Given the patterns they found, the authors offered initial treatment guidelines:

· Generally, it is better to start treating patients as early as possible, rather than waiting for a more complete neurological recovery.
· Even older patients (>=55 years) may benefit from cognitive rehabilitation, particularly if the brain injury is due to stroke.
· Clinicians should focus their efforts on direct cognitive skills training in specific cognitive domains. More holistic, nontargeted interventions appear to be less effective.

Especially if they were treated soon after the event, language training helped older people after stroke with aphasia, problems producing and/or comprehending language. However, language training was still effective, just not as much, when it started more than a year after the stroke.

Attention training helped people with acquired brain injury and seemed to work best with younger patients less than a year after injury. It was the most specific treatment, improving nothing but attention.

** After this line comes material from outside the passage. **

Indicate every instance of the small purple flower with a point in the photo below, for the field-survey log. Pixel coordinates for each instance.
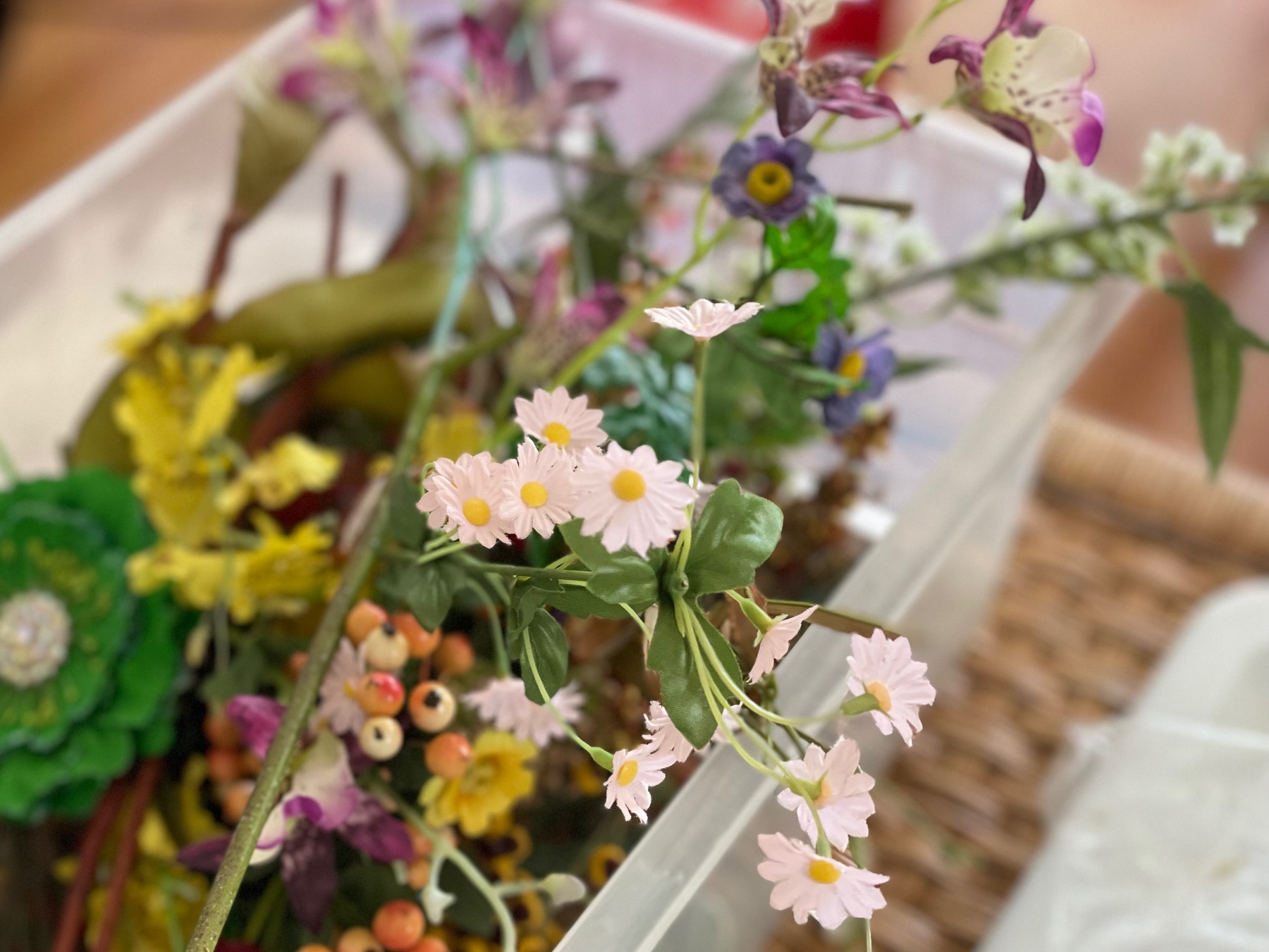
(323, 798)
(767, 179)
(1028, 82)
(871, 363)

Visuospatial training helped stroke patients with visuospatial neglect. Memory treatment did not produce clear results, nor did comprehensive treatments that attempted to treat cognitive problems holistically.

In addition, the analysis showed that patients treated less than a year after injury did better than those treated more than a year later and older patients tended to improve more after stroke than younger patients improved after traumatic brain injury (TBI). However, because strokes are more common in old age and TBI is more common in youth, further research is needed to disentangle the roles of age and injury type.

Additional research should fill remaining gaps in understanding the effectiveness of and optimising conditions for specific interventions.